Что такое, например, августинианская или протестантсткая вера в предопределение, как не убеждение в том, что Бог уже заранее позаботился о мире и ссудил ему самый лучший, оптимальный вариант развития? Если существует предопределение, человеческим усилиям уже нет места, и для просвещения не остаётся никакой почвы. Другой вариант разрушаемой идеологии — предустановленная гармония Лейбница. Если гармония установлена до и прежде всякого человеческого бытия и события, то человеку остаётся это событие безропотно принять, не веря в возможность новой, человечески спроектированной гармонии. И можно не сомневаться, что если бы Гегель создал свою философскую систему уже во времена Вольтера, разрушительная ирония французского философа обрушилась бы и на него.

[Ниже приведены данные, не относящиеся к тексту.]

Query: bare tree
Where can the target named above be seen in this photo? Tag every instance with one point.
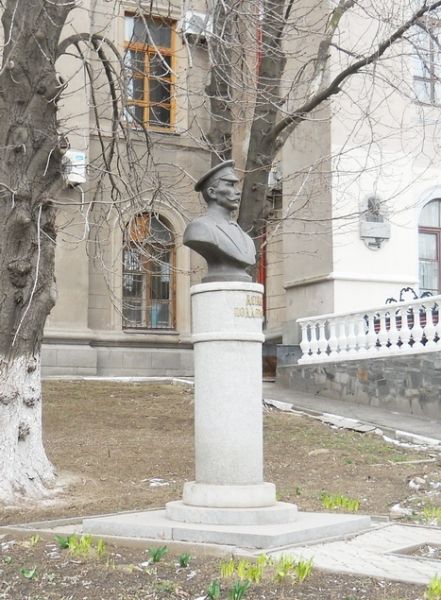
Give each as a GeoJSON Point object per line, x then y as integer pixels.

Вот почему я считаю, что Вольтер — никакой не просветитель сам по себе. Он — последний из завершителей Средневековья, предтеча, готовящий почву для торжества прогрессизма, разрушитель гармонических мировоззрений, выбивающий из под ног человека уверенность в доброте и благости окружающего мира. И, конечно, веру во вмешательство Бога в жизнь людей: никто ничего не предопределяет и никуда не вмешивается, мир гол и пуст, и в нём есть лишь копошащийся в своём саду человек, жаждущий каждодневным трудом уменьшить беснующийся вокруг него хаос. Так Вольтер открывает дорогу подлинным просветителям, которые уже готовятся предложить свой рецепт мироустройства и даже начинают предпринимать для него конкретные шаги — издают «Энциклопедию». Вот сейчас люди прочитают её, узнают «правду», и мир начнёт становиться лучше и разумнее. Насколько успешен оказался этот проект, ради которого Вольтером проведена столь внушительная предварительная работа по разрушению любых предустановленных гармоний и окончательных истин о мире? Достаточно вспомнить простой факт: с тех пор в мире изданы тысячи энциклопедий, а он всё ещё полон зла, бедствий и страданий. Да и оптимизм с пессимизмом из него никуда не делись, что говорит о человеке больше, чем сумел сказать Вольтер в десятках томов своих ныне не читаемых сочинений.